STB employs a spectral network to partition the signal into low-frequency and high-frequency components. We utilize a gating operator to acquire effective learnable features for spectral decomposition. The gating operator involves the multiplication of the weight parameter in both high and low frequencies. We have performed experiments employing both tensor and Einstein mixing techniques. Tensor mixing operates as a straightforward multiplication operator, whereas Einstein mixing employs an Einstein matrix multiplication operator. Observationally, in low-frequency components, Tensor mixing exhibits superior performance compared to Einstein mixing. As demonstrated in Table-3, we begin with \(STB_{TTTT}\), incorporating tensor mixing in both high and low-frequency components. We observe that it may not achieve optimal performance. Subsequently, we reverse the approach and employ Einstein mixing in both low and high-frequency components, however, this also does not yield optimal performance. Subsequently, we devised the alternative method \(STB_{TTEE}\), which utilizes tensor mixing in low frequency and Einstein mixing in high frequency. In the high-frequency domain, further decomposition involves token and channel mixing, while in the low-frequency domain, we simply apply tensor multiplication, given its representation as an energy or amplitude component.

Conclusion

In this paper, we present a novel vision transformer model, SVTSR, for SISR tasks.
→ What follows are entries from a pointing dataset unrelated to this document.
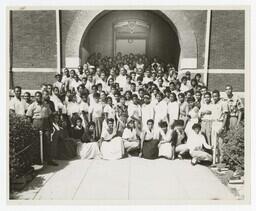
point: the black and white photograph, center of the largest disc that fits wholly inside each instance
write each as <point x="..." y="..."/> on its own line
<point x="128" y="105"/>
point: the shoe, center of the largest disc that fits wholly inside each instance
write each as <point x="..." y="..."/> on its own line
<point x="194" y="161"/>
<point x="52" y="163"/>
<point x="180" y="157"/>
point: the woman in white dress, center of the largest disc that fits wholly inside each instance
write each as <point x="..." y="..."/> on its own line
<point x="165" y="146"/>
<point x="130" y="138"/>
<point x="112" y="147"/>
<point x="88" y="147"/>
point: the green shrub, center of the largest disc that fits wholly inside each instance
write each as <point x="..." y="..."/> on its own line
<point x="233" y="148"/>
<point x="23" y="146"/>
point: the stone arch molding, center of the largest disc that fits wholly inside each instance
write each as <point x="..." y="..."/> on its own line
<point x="177" y="19"/>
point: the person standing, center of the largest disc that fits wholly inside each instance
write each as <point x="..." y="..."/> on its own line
<point x="235" y="108"/>
<point x="160" y="110"/>
<point x="149" y="141"/>
<point x="219" y="116"/>
<point x="39" y="114"/>
<point x="111" y="145"/>
<point x="205" y="115"/>
<point x="130" y="139"/>
<point x="173" y="109"/>
<point x="165" y="146"/>
<point x="196" y="144"/>
<point x="147" y="110"/>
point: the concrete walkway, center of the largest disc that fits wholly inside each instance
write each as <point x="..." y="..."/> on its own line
<point x="126" y="179"/>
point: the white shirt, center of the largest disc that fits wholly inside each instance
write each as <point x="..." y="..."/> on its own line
<point x="161" y="110"/>
<point x="134" y="110"/>
<point x="197" y="141"/>
<point x="129" y="135"/>
<point x="147" y="112"/>
<point x="173" y="110"/>
<point x="96" y="110"/>
<point x="121" y="79"/>
<point x="19" y="106"/>
<point x="184" y="88"/>
<point x="72" y="108"/>
<point x="110" y="111"/>
<point x="206" y="107"/>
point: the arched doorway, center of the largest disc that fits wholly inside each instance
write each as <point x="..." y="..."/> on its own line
<point x="136" y="31"/>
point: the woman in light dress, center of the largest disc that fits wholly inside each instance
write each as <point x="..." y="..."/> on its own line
<point x="165" y="146"/>
<point x="192" y="116"/>
<point x="88" y="147"/>
<point x="130" y="139"/>
<point x="111" y="145"/>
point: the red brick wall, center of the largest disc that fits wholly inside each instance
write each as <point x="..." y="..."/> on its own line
<point x="219" y="81"/>
<point x="34" y="39"/>
<point x="227" y="40"/>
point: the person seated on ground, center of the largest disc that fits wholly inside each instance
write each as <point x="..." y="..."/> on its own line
<point x="130" y="139"/>
<point x="165" y="146"/>
<point x="88" y="147"/>
<point x="179" y="139"/>
<point x="149" y="141"/>
<point x="111" y="145"/>
<point x="64" y="146"/>
<point x="196" y="144"/>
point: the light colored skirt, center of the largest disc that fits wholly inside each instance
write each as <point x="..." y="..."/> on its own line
<point x="166" y="150"/>
<point x="112" y="150"/>
<point x="98" y="125"/>
<point x="88" y="150"/>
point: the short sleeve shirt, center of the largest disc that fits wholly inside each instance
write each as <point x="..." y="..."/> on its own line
<point x="19" y="106"/>
<point x="219" y="109"/>
<point x="39" y="111"/>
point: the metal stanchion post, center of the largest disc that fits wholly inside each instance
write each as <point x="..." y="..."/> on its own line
<point x="41" y="147"/>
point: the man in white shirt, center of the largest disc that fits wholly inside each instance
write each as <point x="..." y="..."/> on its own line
<point x="134" y="111"/>
<point x="219" y="116"/>
<point x="121" y="79"/>
<point x="205" y="114"/>
<point x="195" y="143"/>
<point x="17" y="104"/>
<point x="184" y="86"/>
<point x="147" y="111"/>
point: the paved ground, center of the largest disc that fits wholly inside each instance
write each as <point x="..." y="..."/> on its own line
<point x="127" y="179"/>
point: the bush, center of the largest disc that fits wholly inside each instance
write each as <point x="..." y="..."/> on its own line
<point x="233" y="148"/>
<point x="23" y="146"/>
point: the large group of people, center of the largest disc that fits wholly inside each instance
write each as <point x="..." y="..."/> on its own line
<point x="129" y="105"/>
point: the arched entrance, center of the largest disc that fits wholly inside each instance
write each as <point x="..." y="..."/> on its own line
<point x="78" y="44"/>
<point x="143" y="32"/>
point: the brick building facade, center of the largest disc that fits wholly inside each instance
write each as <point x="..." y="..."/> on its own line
<point x="44" y="42"/>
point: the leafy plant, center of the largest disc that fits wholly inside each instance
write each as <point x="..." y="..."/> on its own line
<point x="23" y="146"/>
<point x="233" y="148"/>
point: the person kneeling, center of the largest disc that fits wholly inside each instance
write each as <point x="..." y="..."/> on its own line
<point x="111" y="146"/>
<point x="196" y="144"/>
<point x="130" y="139"/>
<point x="88" y="147"/>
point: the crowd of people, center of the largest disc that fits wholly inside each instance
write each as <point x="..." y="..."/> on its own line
<point x="129" y="105"/>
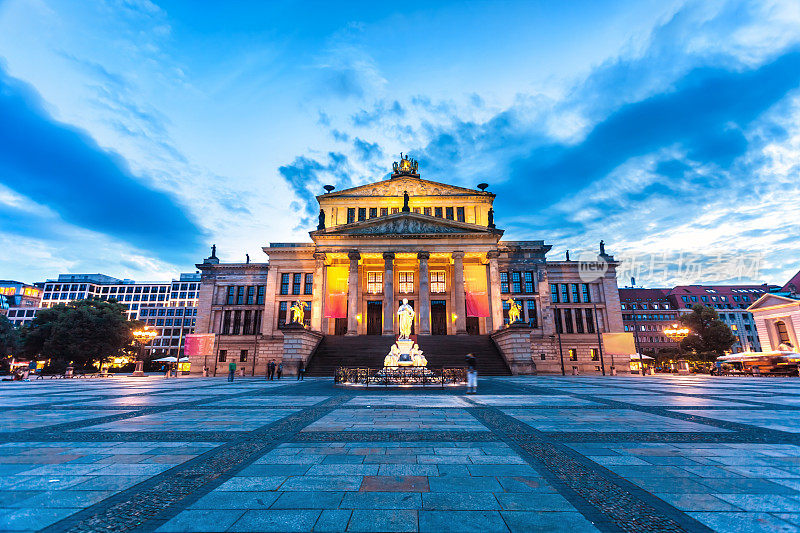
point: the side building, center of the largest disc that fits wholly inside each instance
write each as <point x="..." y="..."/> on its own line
<point x="731" y="303"/>
<point x="647" y="313"/>
<point x="168" y="306"/>
<point x="407" y="238"/>
<point x="777" y="317"/>
<point x="19" y="301"/>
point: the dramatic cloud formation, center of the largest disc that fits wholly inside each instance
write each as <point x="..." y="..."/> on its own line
<point x="669" y="129"/>
<point x="65" y="169"/>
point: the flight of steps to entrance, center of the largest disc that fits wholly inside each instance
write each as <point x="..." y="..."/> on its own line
<point x="441" y="350"/>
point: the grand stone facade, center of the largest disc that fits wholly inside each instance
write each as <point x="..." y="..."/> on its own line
<point x="435" y="245"/>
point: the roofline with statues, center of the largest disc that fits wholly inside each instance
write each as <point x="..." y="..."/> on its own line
<point x="406" y="169"/>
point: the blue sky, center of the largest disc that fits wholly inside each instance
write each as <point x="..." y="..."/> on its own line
<point x="133" y="134"/>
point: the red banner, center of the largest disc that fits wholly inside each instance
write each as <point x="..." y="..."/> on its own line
<point x="199" y="344"/>
<point x="475" y="289"/>
<point x="336" y="297"/>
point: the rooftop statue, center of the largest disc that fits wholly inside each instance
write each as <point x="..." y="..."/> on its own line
<point x="406" y="166"/>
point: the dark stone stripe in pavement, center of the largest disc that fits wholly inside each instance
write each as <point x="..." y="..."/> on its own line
<point x="610" y="502"/>
<point x="394" y="436"/>
<point x="149" y="504"/>
<point x="755" y="434"/>
<point x="60" y="429"/>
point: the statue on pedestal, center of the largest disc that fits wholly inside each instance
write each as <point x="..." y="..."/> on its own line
<point x="405" y="314"/>
<point x="513" y="311"/>
<point x="298" y="312"/>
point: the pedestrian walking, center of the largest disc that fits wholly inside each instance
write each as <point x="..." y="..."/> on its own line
<point x="472" y="374"/>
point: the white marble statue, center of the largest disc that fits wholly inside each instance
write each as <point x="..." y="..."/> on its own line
<point x="405" y="314"/>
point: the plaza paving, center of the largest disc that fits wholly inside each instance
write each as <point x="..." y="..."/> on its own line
<point x="526" y="454"/>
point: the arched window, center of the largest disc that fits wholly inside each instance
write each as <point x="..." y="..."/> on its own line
<point x="783" y="333"/>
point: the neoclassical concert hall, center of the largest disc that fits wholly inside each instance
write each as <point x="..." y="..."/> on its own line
<point x="437" y="247"/>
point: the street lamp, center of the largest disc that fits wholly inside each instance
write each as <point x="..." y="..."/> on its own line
<point x="143" y="336"/>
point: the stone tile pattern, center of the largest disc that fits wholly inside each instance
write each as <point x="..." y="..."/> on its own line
<point x="83" y="456"/>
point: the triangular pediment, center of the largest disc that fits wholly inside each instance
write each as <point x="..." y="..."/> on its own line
<point x="397" y="186"/>
<point x="772" y="300"/>
<point x="406" y="224"/>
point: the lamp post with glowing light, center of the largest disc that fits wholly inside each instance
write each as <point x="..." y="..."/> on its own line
<point x="142" y="336"/>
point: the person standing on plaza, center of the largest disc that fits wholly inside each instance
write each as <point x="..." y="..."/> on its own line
<point x="472" y="374"/>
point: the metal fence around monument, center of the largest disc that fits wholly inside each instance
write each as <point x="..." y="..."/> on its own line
<point x="400" y="376"/>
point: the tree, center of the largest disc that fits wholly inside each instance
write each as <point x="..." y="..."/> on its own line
<point x="709" y="337"/>
<point x="82" y="332"/>
<point x="9" y="341"/>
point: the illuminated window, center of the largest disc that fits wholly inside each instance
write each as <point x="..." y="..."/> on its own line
<point x="374" y="282"/>
<point x="284" y="284"/>
<point x="406" y="282"/>
<point x="516" y="282"/>
<point x="568" y="321"/>
<point x="528" y="276"/>
<point x="783" y="333"/>
<point x="532" y="320"/>
<point x="579" y="320"/>
<point x="438" y="281"/>
<point x="296" y="283"/>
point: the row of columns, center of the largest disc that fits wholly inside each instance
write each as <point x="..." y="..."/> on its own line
<point x="354" y="291"/>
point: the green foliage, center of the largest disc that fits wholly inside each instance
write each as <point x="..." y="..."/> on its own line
<point x="709" y="337"/>
<point x="9" y="337"/>
<point x="83" y="331"/>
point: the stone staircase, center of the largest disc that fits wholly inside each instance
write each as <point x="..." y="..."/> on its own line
<point x="441" y="351"/>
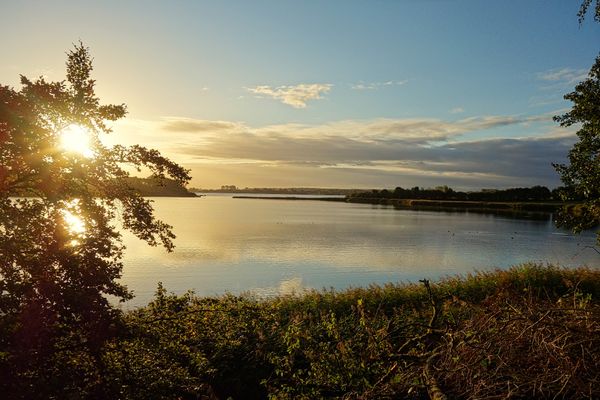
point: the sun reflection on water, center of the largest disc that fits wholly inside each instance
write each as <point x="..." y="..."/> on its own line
<point x="74" y="223"/>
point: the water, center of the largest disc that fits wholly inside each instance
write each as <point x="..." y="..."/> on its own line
<point x="281" y="246"/>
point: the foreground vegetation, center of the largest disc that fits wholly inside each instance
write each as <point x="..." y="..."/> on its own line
<point x="529" y="332"/>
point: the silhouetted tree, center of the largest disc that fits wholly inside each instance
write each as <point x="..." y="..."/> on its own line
<point x="585" y="5"/>
<point x="582" y="175"/>
<point x="60" y="248"/>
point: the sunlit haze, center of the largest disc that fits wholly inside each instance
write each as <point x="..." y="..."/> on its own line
<point x="324" y="94"/>
<point x="76" y="139"/>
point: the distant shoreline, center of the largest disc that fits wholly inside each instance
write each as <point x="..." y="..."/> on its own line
<point x="433" y="205"/>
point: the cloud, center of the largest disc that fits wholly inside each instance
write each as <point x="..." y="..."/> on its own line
<point x="363" y="153"/>
<point x="195" y="125"/>
<point x="376" y="85"/>
<point x="296" y="96"/>
<point x="562" y="77"/>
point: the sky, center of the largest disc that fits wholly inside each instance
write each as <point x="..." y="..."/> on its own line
<point x="345" y="94"/>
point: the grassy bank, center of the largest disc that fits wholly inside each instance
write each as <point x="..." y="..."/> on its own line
<point x="529" y="332"/>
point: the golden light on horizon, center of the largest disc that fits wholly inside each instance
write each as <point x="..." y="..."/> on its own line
<point x="74" y="223"/>
<point x="76" y="139"/>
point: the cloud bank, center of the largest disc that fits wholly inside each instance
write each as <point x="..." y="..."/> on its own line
<point x="367" y="153"/>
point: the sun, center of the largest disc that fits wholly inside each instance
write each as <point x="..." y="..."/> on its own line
<point x="76" y="139"/>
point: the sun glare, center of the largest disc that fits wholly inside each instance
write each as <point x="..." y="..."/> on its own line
<point x="73" y="222"/>
<point x="76" y="139"/>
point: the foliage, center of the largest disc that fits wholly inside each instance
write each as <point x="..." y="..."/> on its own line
<point x="60" y="251"/>
<point x="585" y="5"/>
<point x="582" y="175"/>
<point x="530" y="332"/>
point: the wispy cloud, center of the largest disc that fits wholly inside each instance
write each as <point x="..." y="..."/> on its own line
<point x="175" y="124"/>
<point x="562" y="77"/>
<point x="294" y="95"/>
<point x="363" y="152"/>
<point x="376" y="85"/>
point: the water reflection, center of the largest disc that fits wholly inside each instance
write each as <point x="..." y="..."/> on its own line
<point x="73" y="220"/>
<point x="271" y="246"/>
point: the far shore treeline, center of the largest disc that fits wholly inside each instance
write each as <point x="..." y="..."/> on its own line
<point x="534" y="193"/>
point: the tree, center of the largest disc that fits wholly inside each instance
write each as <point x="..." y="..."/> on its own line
<point x="60" y="247"/>
<point x="582" y="175"/>
<point x="584" y="8"/>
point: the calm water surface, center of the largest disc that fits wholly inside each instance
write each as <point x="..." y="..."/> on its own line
<point x="281" y="246"/>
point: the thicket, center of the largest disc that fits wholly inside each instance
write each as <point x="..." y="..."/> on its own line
<point x="530" y="332"/>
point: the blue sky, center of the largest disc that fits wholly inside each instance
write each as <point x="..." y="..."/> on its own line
<point x="314" y="93"/>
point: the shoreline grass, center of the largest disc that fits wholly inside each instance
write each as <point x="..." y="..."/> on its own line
<point x="531" y="331"/>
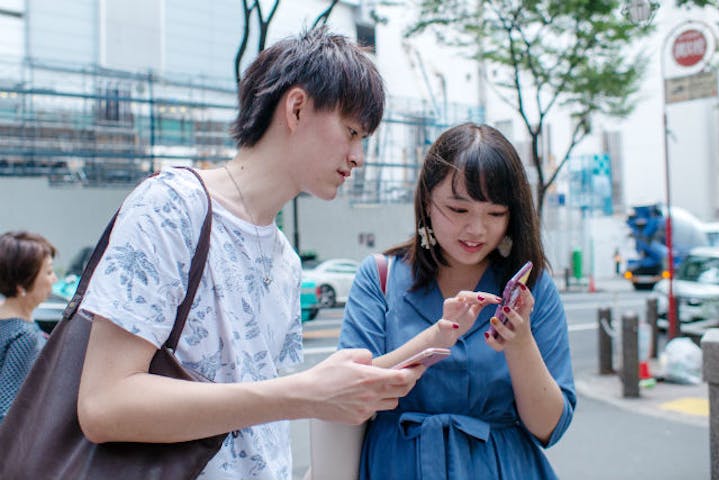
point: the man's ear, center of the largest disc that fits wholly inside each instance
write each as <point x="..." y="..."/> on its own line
<point x="296" y="101"/>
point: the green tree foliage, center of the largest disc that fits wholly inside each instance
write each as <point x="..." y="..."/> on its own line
<point x="547" y="53"/>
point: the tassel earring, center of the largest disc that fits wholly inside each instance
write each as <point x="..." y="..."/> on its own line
<point x="426" y="236"/>
<point x="505" y="246"/>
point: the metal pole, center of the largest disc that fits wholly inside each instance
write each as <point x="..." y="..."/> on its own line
<point x="604" y="318"/>
<point x="652" y="315"/>
<point x="630" y="355"/>
<point x="710" y="357"/>
<point x="671" y="306"/>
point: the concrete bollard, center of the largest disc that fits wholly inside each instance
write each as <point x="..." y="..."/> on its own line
<point x="652" y="315"/>
<point x="630" y="355"/>
<point x="710" y="367"/>
<point x="604" y="338"/>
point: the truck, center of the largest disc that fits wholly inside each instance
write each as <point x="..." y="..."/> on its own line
<point x="647" y="224"/>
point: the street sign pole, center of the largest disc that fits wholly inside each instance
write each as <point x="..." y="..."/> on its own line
<point x="689" y="50"/>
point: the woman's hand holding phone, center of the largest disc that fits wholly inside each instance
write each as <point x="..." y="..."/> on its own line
<point x="510" y="322"/>
<point x="459" y="314"/>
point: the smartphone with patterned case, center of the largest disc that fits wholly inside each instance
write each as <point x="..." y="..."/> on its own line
<point x="510" y="295"/>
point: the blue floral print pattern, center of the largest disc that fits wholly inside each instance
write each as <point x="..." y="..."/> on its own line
<point x="238" y="329"/>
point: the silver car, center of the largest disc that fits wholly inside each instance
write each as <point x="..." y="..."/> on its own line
<point x="696" y="287"/>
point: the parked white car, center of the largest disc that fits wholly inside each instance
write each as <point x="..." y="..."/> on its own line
<point x="333" y="278"/>
<point x="696" y="287"/>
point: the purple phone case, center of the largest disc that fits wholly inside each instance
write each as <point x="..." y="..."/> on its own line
<point x="510" y="295"/>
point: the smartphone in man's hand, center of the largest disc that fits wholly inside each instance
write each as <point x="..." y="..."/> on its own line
<point x="427" y="357"/>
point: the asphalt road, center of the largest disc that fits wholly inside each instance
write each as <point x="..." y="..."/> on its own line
<point x="604" y="442"/>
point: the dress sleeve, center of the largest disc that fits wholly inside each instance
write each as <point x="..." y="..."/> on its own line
<point x="549" y="326"/>
<point x="20" y="356"/>
<point x="143" y="276"/>
<point x="364" y="319"/>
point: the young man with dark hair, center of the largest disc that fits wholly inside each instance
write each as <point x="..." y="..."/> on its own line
<point x="306" y="103"/>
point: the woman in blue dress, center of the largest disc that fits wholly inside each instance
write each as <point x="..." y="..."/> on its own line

We introduce an invertible spectral network founded on DTCWT transformation into vision transformers designed for image SR tasks to partition image features into low-frequency and high-frequency components. Extensive experiments show the effectiveness of the proposed model. Our method not only outperforms SOTA method in PSNR and SSIM indexes, but also has significant advantages over other methods in model size and number of parameters.